La traducción de obras literarias. Segunda parte: La forma y el fondo del texto

[La traducción,] como toda (re)escritura, nunca es inocente.
Lefereve y Bassnett

Comentaba en el post anterior —sobre la traducción de obras literarias— que cuando el traductor percibe que una traducción literal puede eliminar determinados elementos culturales propios de su comunidad lingüística, lo más habitual es que opte por referirse a elementos similares que sean conocidos por sus lectores.

El peligro que puede presentarse es que el lector tenga la sensación de estar leyendo un texto de segunda mano; pero existe un recurso, denominado equivalencia dinámica, que consiste en adaptar al lenguaje correcto y habitual del receptor los efectos del original. Lo cual conduce, nuevamente, al concepto de nicho y a la necesidad de ubicar en él un texto traducido, sin que pierda los efectos iniciales. Lo contrario sucede cuando el traductor se deja arrastrar –casi siempre inconscientemente– por las estructuras gramaticales y el léxico de la lengua de partida, insertándolos en el texto traducido, como si pertenecieran a la lengua de llegada. Estas interferencias producen faltas de estilo y de claridad, entorpeciendo el desarrollo de la obra, sobre todo, cuando se trata de narrativa. El remedio consiste en realizar una corrección exhaustiva, identificando y eliminando las expresiones y las estructuras ajenas a la lengua de recepción.

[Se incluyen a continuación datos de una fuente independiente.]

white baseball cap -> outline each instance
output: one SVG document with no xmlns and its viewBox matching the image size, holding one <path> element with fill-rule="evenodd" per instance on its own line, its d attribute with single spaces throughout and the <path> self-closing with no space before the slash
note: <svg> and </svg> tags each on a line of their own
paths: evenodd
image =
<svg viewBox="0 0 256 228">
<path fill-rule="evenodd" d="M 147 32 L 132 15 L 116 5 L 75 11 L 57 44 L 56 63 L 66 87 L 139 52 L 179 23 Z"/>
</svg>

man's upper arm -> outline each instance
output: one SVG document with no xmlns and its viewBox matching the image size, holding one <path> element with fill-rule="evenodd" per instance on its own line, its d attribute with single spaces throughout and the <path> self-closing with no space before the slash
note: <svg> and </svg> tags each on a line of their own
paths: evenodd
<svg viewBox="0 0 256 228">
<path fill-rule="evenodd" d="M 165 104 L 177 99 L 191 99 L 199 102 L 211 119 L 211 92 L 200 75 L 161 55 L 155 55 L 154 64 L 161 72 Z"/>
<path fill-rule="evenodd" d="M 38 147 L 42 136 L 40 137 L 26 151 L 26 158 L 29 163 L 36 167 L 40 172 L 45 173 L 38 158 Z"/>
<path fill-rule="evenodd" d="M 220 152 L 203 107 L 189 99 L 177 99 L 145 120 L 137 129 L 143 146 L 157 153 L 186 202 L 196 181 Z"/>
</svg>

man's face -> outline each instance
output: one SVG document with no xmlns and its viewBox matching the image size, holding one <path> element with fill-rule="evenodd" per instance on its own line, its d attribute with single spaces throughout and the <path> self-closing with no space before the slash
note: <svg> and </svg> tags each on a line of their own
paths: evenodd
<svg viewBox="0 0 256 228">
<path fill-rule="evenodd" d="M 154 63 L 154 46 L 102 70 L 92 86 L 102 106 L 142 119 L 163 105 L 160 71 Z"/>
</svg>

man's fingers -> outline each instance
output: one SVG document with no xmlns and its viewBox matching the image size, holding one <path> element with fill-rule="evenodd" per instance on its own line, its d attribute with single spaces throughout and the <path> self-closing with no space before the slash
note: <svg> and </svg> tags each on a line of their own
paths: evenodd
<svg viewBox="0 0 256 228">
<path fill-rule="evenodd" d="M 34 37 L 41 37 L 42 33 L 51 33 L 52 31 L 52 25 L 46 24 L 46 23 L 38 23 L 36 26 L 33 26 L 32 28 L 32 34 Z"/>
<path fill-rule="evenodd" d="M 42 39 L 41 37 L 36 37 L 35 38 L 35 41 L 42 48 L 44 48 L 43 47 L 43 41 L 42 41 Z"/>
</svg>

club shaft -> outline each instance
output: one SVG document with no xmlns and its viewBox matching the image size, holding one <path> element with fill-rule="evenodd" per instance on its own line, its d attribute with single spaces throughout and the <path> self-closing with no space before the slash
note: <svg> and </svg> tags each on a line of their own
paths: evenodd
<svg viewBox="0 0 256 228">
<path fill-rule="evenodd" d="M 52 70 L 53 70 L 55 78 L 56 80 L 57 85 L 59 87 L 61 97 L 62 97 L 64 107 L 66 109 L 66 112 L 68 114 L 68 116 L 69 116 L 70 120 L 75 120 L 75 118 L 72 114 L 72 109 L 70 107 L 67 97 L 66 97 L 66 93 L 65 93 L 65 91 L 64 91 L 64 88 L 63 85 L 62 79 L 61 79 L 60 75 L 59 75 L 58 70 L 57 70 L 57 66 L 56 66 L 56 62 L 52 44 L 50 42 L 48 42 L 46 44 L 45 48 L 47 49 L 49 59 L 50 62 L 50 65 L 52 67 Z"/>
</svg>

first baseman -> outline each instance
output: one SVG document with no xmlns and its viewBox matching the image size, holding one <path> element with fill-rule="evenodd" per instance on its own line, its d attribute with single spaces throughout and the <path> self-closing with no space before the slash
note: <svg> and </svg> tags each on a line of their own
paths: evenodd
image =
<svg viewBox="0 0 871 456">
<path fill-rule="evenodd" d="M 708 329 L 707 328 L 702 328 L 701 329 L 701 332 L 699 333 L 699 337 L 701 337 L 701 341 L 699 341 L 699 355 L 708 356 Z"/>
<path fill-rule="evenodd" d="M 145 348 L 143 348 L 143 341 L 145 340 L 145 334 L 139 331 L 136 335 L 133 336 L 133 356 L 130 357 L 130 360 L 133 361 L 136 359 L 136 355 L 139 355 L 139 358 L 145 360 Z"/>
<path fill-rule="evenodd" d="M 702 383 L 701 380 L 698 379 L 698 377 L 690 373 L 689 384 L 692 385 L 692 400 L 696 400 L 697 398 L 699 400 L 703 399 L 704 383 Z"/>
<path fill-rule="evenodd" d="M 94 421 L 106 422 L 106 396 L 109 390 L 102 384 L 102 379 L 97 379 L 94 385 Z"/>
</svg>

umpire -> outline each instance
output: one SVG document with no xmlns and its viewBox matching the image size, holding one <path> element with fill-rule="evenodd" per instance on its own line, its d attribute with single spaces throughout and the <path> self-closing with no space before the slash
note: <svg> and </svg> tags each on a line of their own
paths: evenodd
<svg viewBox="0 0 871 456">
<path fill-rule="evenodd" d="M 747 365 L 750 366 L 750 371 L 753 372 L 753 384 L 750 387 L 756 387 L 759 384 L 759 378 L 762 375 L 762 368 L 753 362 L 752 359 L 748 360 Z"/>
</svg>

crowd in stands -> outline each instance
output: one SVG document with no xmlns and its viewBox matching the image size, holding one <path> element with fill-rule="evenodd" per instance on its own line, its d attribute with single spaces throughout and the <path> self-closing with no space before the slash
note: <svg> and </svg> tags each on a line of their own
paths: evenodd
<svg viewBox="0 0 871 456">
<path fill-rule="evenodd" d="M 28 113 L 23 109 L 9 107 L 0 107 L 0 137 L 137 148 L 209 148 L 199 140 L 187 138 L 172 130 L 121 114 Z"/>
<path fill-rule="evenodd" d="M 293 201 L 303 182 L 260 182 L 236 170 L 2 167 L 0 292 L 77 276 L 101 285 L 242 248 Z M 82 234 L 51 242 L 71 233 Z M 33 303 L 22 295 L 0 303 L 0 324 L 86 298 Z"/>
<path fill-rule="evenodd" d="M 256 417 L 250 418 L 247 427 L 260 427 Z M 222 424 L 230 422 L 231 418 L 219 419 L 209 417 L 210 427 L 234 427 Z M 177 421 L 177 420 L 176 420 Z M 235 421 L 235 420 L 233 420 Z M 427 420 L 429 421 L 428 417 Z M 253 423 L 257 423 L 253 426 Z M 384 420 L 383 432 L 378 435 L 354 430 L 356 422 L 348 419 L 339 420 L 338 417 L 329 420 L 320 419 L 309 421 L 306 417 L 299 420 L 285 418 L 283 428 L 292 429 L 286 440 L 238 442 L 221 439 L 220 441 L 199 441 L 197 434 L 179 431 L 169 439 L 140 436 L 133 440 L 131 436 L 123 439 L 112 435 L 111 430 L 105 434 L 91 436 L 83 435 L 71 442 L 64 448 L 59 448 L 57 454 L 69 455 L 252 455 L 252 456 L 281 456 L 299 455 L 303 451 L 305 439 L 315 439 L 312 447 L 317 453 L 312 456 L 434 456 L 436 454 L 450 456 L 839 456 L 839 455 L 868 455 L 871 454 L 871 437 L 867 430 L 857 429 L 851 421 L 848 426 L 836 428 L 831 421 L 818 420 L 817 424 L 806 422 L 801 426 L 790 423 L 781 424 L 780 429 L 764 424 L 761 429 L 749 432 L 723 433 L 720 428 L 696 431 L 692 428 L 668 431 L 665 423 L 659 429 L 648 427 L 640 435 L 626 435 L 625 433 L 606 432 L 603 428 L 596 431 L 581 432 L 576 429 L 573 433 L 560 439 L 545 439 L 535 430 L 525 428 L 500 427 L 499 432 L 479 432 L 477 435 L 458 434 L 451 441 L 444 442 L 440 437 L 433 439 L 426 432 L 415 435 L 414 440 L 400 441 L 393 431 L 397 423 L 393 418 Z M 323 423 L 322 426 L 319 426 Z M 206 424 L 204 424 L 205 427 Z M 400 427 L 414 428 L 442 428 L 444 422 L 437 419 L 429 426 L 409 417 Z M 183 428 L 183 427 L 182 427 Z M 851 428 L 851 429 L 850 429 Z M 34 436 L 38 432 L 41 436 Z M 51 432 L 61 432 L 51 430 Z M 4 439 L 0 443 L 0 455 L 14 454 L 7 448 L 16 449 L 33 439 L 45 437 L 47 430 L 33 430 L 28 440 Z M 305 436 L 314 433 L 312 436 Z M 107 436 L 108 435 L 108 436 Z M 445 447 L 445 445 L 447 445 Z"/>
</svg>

Esto no debe confundirse con la desvirtualización del estilo del autor como método para acercarse al sentido de la obra y a la lengua de llegada. Es decir, si el traductor sólo presta atención al contenido de un texto y descuida la forma en que está escrito, el trabajo resultante puede no resultar apropiado.

Al no tratarse de un problema simple, los puntos de vista que lo abordan son variados y proponen soluciones muy diversas. Así, mientras unos traductólogos piensan que el traductor ha de ser invisible, otros sostienen que su sombra ha de percibirse en el texto. Hay quienes ponen el énfasis en otra vertiente del mismo problema: la necesaria toma de decisión en torno a si es mejor respetar las normas del idioma de llegada o si el propio traductor se otorga licencia para transgredir esas normas con el estilo del escritor traducido, ofreciéndoselo más puro a sus lectores, pero menos dócil. Es decir, colocándolo fuera del nicho.

Entre los elementos que se pierden en una traducción, pueden contarse ciertos modismos y juegos de palabras, propios del idioma de partida, que es imposible verter en la lengua de llegada. También hay que resignarse a que las traducciones pierdan algunos dialectismos de los textos originales.

La complejidad del trabajo del traductor, así como la imposibilidad de seguir los criterios que se han establecido como primordiales en su tarea, se muestran en el siguiente texto de Theodore Savory que recoge, en doce puntos, la preceptiva más usual –y contradictoria– para la traducción:

1. Una traducción debe ofrecer las palabras del original.

2. Una traducción debe ofrecer las ideas del original.

3. Una traducción debe parecer una obra original.

4. Una traducción debe parecer una traducción.

5. Una traducción debe reflejar el estilo del original.

6. Una traducción debe reflejar el estilo del traductor.

7. Una traducción debe expresarse en un lenguaje contemporáneo al del original.

8. Una traducción debe expresarse en un lenguaje contemporáneo al del traductor.

9. Una traducción puede añadir u omitir a partir del original.

10. Una traducción no debe nunca añadir u omitir a partir del original.

11. Una traducción en verso debe hacerse en prosa.

12. Una traducción en verso debe hacerse en verso.[7]

(Continúa en la siguiente entrada de este mismo blog )


NOTA

7. Pliego Sánchez, Isidro: Los compromisos del traductor a propósito de un ejemplo literario. En: El papel del traductor. Ediciones Colegio de España, Salamanca, 1997.